Grenades are diabolical little devices that go back as far as the 8th-century when soldiers from the Byzantine Empire began putting incendiary compounds in small stone or ceramic jars and hurling them at their enemies. Today’s grenades aren’t a whole lot more elegant.
There are a few kinds of grenades, with time-delayed fragmentation grenades being the most common in modern armies. Frag grenades are made of steel or some super-hard synthetic, and filled with explosive material. When you pull the detonation pin and release the handle, it triggers the fuse to ignite the charge.
Despite their explosive power, it isn’t the explosion itself that’s harmful. It’s the shrapnel. When a grenade blows up, the steel body disintegrates into a multitude of tiny pieces. Those fragments hurtle through the air in all directions, like a shotgun blast. The bumpy texture on the outside of many grenades (hence the nickname “pineapple”) helps them erupt into more effective shrapnel. If one of those pieces catches you wrong, it can be deadly.

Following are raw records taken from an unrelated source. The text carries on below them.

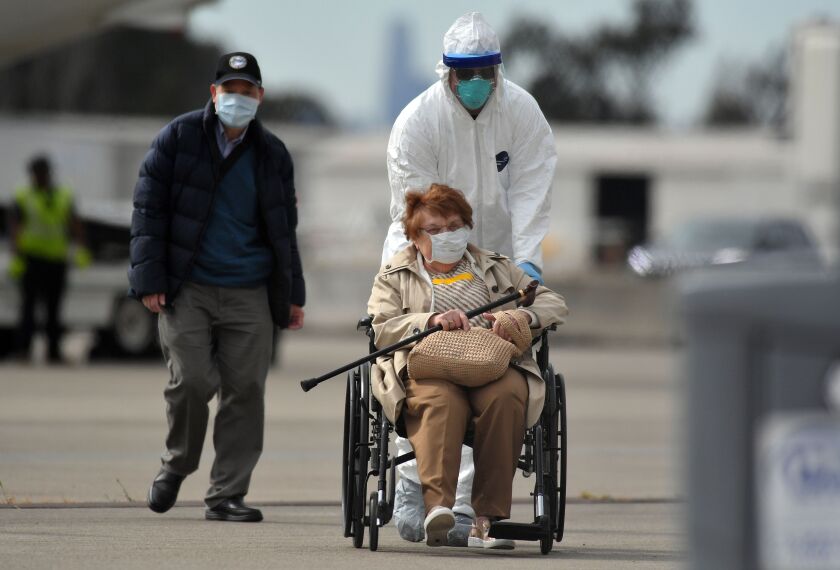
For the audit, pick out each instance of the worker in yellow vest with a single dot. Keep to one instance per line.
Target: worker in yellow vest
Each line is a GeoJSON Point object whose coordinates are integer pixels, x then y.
{"type": "Point", "coordinates": [43, 220]}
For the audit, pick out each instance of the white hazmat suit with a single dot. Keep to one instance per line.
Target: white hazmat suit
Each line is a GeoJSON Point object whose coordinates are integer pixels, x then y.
{"type": "Point", "coordinates": [503, 161]}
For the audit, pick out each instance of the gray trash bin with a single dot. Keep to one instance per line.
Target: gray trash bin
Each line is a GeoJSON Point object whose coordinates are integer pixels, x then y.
{"type": "Point", "coordinates": [759, 361]}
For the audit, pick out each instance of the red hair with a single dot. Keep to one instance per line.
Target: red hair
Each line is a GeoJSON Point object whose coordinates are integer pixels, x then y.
{"type": "Point", "coordinates": [441, 200]}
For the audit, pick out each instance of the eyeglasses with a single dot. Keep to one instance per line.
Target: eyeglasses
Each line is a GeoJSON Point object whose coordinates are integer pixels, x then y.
{"type": "Point", "coordinates": [467, 73]}
{"type": "Point", "coordinates": [435, 230]}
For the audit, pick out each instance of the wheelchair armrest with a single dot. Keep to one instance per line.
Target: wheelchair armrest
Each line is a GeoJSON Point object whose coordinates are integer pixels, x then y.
{"type": "Point", "coordinates": [364, 323]}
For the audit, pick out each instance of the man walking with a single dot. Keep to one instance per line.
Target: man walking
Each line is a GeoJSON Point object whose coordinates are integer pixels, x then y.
{"type": "Point", "coordinates": [474, 130]}
{"type": "Point", "coordinates": [214, 252]}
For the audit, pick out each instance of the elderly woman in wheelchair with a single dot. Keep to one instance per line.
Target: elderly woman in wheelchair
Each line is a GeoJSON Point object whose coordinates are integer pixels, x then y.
{"type": "Point", "coordinates": [433, 282]}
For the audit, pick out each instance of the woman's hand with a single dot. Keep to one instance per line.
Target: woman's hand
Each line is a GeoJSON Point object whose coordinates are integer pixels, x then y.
{"type": "Point", "coordinates": [497, 328]}
{"type": "Point", "coordinates": [451, 320]}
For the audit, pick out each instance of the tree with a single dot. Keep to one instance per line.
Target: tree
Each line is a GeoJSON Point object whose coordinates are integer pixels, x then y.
{"type": "Point", "coordinates": [605, 75]}
{"type": "Point", "coordinates": [131, 71]}
{"type": "Point", "coordinates": [750, 93]}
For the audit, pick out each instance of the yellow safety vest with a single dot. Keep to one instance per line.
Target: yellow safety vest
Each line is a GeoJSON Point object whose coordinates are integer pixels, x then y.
{"type": "Point", "coordinates": [46, 217]}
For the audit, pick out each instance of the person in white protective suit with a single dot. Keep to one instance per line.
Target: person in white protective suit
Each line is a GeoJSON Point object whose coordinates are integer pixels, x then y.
{"type": "Point", "coordinates": [476, 131]}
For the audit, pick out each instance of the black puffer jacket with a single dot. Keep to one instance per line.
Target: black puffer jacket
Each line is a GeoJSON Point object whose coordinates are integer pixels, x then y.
{"type": "Point", "coordinates": [174, 197]}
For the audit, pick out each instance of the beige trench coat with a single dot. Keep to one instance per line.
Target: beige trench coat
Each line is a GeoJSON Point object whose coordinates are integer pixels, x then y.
{"type": "Point", "coordinates": [400, 304]}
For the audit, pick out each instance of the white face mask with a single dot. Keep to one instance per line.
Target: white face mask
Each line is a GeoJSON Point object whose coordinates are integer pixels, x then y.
{"type": "Point", "coordinates": [449, 247]}
{"type": "Point", "coordinates": [235, 110]}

Most grenades will detonate about 3-5 seconds after the trigger is released, giving you a few critical moments to react. The kill radius from a grenade’s explosion is about 15 feet, and the casualty radius is about 50 feet, though pieces of shrapnel can still fly much farther than that. You’re not likely going to be able to completely outrun the explosion (and don’t try picking up the grenade and throwing it back!), and because the blast will be cone-shaped in trajectory, with more shrapnel flying upwards and less along the ground, you don’t want to be caught in an upright position when it hits. So the moment a grenade lands in your vicinity, you want to sprint forward a few steps and then immediately hit the deck.